Dicho lo que antecede, creo oportuno recordar lo que me contó mi padre de la reunión que gentilmente convocó Enrique de la Mata Gorostizaga, (recién nombrado Ministro de Relaciones Sindicales en el primer gobierno de Adolfo Suarez, en 1976), a los exministros de Trabajo, para exponer lo que iba a ser la nueva política laboral. Llegado el momento en el que, el ministro manifestó su decisión de derogar la Organización Sindical vigente restaurando los Sindicatos Libres, mi padre manifestó con rotundidad su total desauerdo (creo que fue el único), haciendo ver el gran error que ello suponía, a lo que el ministro le respondió: “González-Bueno, no se preocupe, en los enfrentamientos entre empresarios y trabajadores siempre saldrá vencedor el empresario”. Con esta argumentación queda bien clara lo que fue “el espíritu” que animó a uno y otro legislador.

He trabajado en la era de Franco dos décadas, dos décadas vigente el Fuero del Trabajo, e igual tiempo, bajo lo establecido en la Constitución de 1978. Los hechos son tozudos y las hemerotecas y las obras que no se pueden ocultar ni destruir, ahí están como testigos mudos de lo que fueron años de creación de riqueza.  En esos mis  primeros veinte años de trabajo, inicialmente como ingeniero y posteriormente como empresario y ejecutivo, el desarrollo y crecimiento en todos los órdenes, fue tan espectacular que ya entonces lo manifesté diciendo que “a España se la oía crecer”. En aquellos años la burocracia no era un problema, (ni costoso, ni entorpecedor, ni motivo de pérdida de tiempo); los españoles trabajaban con orgullo, ilusión,  seguridad y estabilidad  garantizada por la fortaleza de las Instituciones; el trabajador gozaba, prácticamente del pleno empleo, de acceso a créditos, hipotecas, seguros y asistencia médica y social; las Leyes que se aprobaron a lo largo de esos años iban siempre en la misma dirección, de desarrollo y mejora; la Administración no era un ente inaccesible, tanto en temas laborales, como empresariales.  Concretamente, recuerdo la enorme ayuda que recibí de los Servicios Sindicales para nacionalizar equipos y procesos, para exportar, etc. Recíprocamente,  empresarios colaboraban, siempre gratuitamente, con la Organización Sindical y otros departamentos del Estado, aportando sugerencias y su experiencia en temas de su actividad.. Y para terminar diré que en aquellos años no había ni corrupción, ni politización discriminatoria, y todo ello con una carga impositiva ridícula. En resumen viví en una España en grandeza,  paz, floreciente, honrada, trabajadora y constructiva, en la que la dignidad del hombre fue bandera de la política social.

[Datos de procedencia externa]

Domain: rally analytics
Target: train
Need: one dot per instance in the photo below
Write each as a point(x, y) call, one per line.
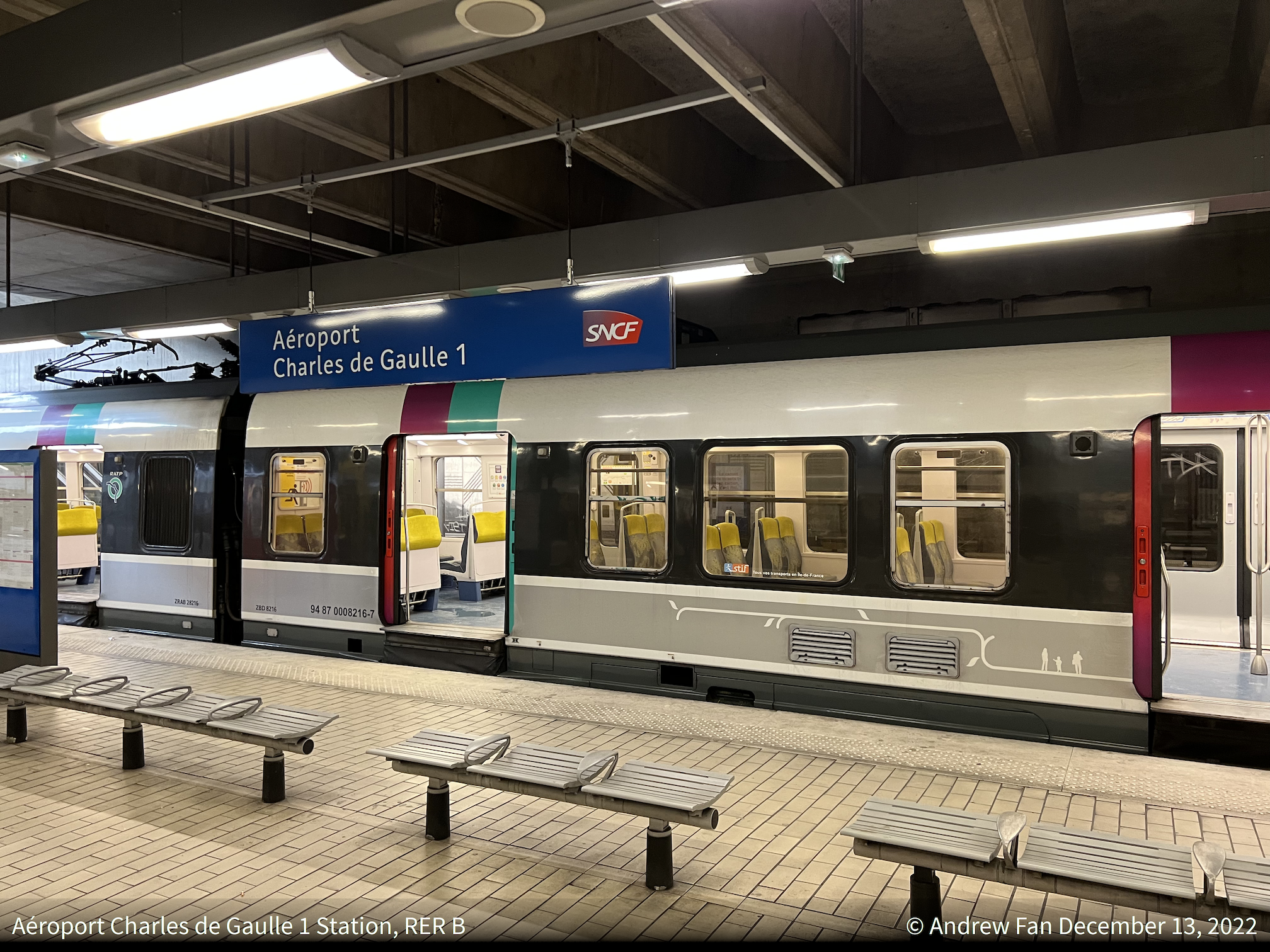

Lamentablemente en los últimos años de Franco se inició el sabotaje al sistema con huelgas salvajes, anunciadoras de lo que iba a ser la España de la lucha de clases, de enfrentamiento y de descomposición que viví mis últimos 20 años en ejercicio y los siguientes hasta nuestros días. Con la llegada del socialismo al poder, concretamente de Felipe González -el hoy considerado gran hombre de Estado-, además de disparar el desempleo, con él llegó la brutal corrupción que enfangó España y estableció la discriminación y persecución política, (de la que puedo hablar con conocimiento de causa por haberla sufrido). Con ello desapareció la libertad que habían disfrutado los españoles y todo ello al grito de libertad.

Creo que sobran las palabras. En efecto, la comparación de la España de 1939 con la de 1975 y por otra parte la de 1975 con la actual, son realidades inapelables que nos impulsa a volver a  gritar: ESPAÑOLES, ESPAÑA ESTÁ EN PELIGRO ¡ACUDIR A SALVARLA!.